我出生在桂林,从小跟在祖父母身边长大。我祖父生平最大的嗜好是写字,一笔行草浑圆饱满,如他的为人。记忆中他闲来喜欢站在堂屋的大饭桌前挥毫,我则守在旁边给他磨墨。那些写在雪白宣纸上的,内容都是他教我诵读过唐诗宋词,落款处郑重其事地盖章,落款是“八闽江德超”。
祖父说,八闽是福建,永定乡下祖居庆福楼门前有条小溪,叫做“南溪”;祖父说,按照家谱上的排行,我是“永”字辈,他唤我的另外一个名字:“永溪啊,永溪”;祖父说,故乡人家家腌芥菜,先将新鲜的芥菜晒到半干,再搓软,然后卷成团放进腌菜坛子里,三两天就可以吃了……此时的永定对于我,是祖父口中的一个个故事。
我12岁那一年,永定乡下来了一位教书的书楼叔公,专程去探访我祖父母。书楼叔公在桂林盘桓的数天里,我一直前前后后跟着,深得叔公钟爱。他临走前和祖父商定,让我次年暑假回乡省亲。可是那个时候从广西回永定的交通并不便利,中途要转车。我独自上路呢,祖父不放心;陪我一起回去呢,当时家里的经济条件又不允许,事情就这样被搁置下来了。而我和书楼叔公之间的信件往还一直没有间断,每年差不多过完春节,他就开始来信问:今年暑假回来吧,好不好?如此一年又一年,考完高中,又考大学,暑假一个接一个来了又去,我始终没有机会成行。此时的永定对于我,是书信中传递过来的一声声殷殷呼唤。

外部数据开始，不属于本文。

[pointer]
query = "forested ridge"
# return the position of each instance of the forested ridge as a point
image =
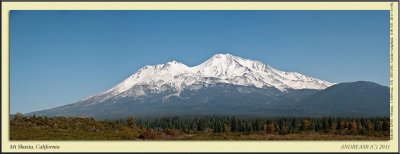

后来,祖父和书楼叔公先后过世,我也飘洋过海到了美国。没有人再唤我“永溪”,也没有人再和我提起故乡了,我和永定的距离,有一阵子很远很远。在宾州小城伯利恒,一个毫无预感的仲春夜晚,我接到一个电话。一个陌生苍老的声音在那头问我的姓名、籍贯、家世,然后他说,他是我几十年前去了台湾的另外一个叔公江坚。此后,江坚叔公不仅把族谱、照片、土楼和客家民俗的研究资料陆续带到美国给我,还帮我和故乡的堂兄取得了联系,他把故乡一下子推到我面前来。那两年的永定,变成叔公要带我返乡的非常具体的计划了——可惜尚来不及成行,八十余高龄的叔公在台北病逝。
我和故乡亲人的联系并未因江坚叔公的辞世而中断。我从电子邮件不间断地往还中,知道乡下修了大路,知道龙岩有了飞机场;从电话里,我听见永定城中过年的爆竹声声,我听见老家亲人吃团圆饭的笑语……庆福楼和南溪,线条被越描越清晰了。乡情于是越来越厚重,思归的情绪越来越焦急。当我突然得到“海外华文媒体聚焦海西”的邀请函,看到行程表上“龙岩”两个字赫然在目,根本连想也来不及,立刻就决定要回来。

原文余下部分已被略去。